The FSA is to be forced to name and shame the 12 endowment mortgage providers which misused Lautro projections in setting premiums, meaning consumers were given unrealistically high maturity figures.

The Information Commissioner’s Office has upheld a freedom of information request to name the 12 firms, suggesting the revelation would highlight the ongoing issues surrounding endowments and question the legitimacy of time-bar rules.

The estimated number of policies affected could be in the hundreds of thousands, depending on the providers involved. The FSA has so far refused to name them, claiming that it would affect future informal reviews, damage market confidence and infringe the providers’ rights.

The FSA conducted an informal mortgage endowment review in 2001 which found that between 1988 and 1994, 12 providers used standard Lautro charges to set premiums without informing consumers that their actual charges were higher. This meant consumers would need to pay higher premiums to meet their expected maturity figures.

The regulator said that the providers had “breached a contractual warranty and/ or of material pre-contractual misrepresentation in the sale of endowment mortgages”.

It says that as the providers agreed to compensate victims, they did not need public censure. In 2000, Royal Scottish Assurance was fined £2m, becoming the only provider to be penalised for endowment mispricing.

IFA Defence Union chairman Evan Owen says: “The providers’ dirty washing needs to be aired. How many complaints against advisers have been triggered by shortfalls which have been based on complete fiction?”

CMS Cameron McKenna partner Simon Morris says: “This could have dangerous implications in terms of fut-ure industry willingness to co-operate with informal FSA work.

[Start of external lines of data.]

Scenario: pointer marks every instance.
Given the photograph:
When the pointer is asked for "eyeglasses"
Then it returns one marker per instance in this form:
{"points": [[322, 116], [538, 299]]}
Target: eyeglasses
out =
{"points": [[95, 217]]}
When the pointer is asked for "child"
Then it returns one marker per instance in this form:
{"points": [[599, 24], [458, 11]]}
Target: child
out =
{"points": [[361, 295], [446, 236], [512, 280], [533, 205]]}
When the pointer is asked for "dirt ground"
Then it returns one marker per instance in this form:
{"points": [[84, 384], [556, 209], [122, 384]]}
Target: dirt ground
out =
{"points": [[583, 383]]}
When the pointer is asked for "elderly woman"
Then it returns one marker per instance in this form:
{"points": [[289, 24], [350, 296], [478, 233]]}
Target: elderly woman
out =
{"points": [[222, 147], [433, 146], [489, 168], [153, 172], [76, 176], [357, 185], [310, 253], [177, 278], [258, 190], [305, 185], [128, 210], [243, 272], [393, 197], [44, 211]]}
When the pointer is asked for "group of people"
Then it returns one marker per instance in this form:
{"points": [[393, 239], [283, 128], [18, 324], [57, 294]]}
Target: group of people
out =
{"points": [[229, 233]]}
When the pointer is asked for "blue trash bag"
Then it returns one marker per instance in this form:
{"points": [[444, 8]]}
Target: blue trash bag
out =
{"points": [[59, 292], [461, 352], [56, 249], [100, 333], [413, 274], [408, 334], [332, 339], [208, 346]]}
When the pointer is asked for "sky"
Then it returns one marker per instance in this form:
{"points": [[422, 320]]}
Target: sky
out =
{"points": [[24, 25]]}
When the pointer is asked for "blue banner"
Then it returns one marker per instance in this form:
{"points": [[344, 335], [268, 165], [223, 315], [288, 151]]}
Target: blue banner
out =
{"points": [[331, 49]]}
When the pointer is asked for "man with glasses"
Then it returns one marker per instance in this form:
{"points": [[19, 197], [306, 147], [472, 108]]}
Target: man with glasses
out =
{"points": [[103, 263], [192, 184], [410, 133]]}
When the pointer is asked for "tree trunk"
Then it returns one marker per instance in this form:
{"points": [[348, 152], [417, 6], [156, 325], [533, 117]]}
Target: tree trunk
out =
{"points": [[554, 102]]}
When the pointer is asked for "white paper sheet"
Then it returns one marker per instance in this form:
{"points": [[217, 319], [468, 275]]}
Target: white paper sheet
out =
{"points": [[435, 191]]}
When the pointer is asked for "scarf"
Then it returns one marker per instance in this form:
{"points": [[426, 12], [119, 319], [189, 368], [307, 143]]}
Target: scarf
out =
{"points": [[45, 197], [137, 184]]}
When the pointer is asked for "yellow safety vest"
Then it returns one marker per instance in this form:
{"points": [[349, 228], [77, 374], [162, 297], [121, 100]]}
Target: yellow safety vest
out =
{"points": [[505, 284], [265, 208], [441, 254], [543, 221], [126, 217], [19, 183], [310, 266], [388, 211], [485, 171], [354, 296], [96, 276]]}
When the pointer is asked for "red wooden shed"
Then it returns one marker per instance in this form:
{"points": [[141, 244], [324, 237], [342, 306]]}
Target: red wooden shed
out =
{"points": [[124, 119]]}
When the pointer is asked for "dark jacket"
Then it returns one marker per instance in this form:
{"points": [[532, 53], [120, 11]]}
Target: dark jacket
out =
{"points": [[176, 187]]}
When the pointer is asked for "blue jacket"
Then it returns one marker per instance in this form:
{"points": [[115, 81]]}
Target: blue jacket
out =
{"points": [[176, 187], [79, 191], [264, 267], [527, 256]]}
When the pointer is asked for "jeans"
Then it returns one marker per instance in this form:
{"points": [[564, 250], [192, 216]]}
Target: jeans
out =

We do not want to repeat the US Securities and Exchange Commission situation, where constructive informal dialogue is virtually impossible.”

Compliance consultant Adam Samuel says: “The commissioner clearly disliked the FSA’s way of conducting enforcement business behind closed doors. He is right. Public accountability is valuable as it helps regulators resist the temptation to make inappropriate compromises.”

The FSA says it is considering its response.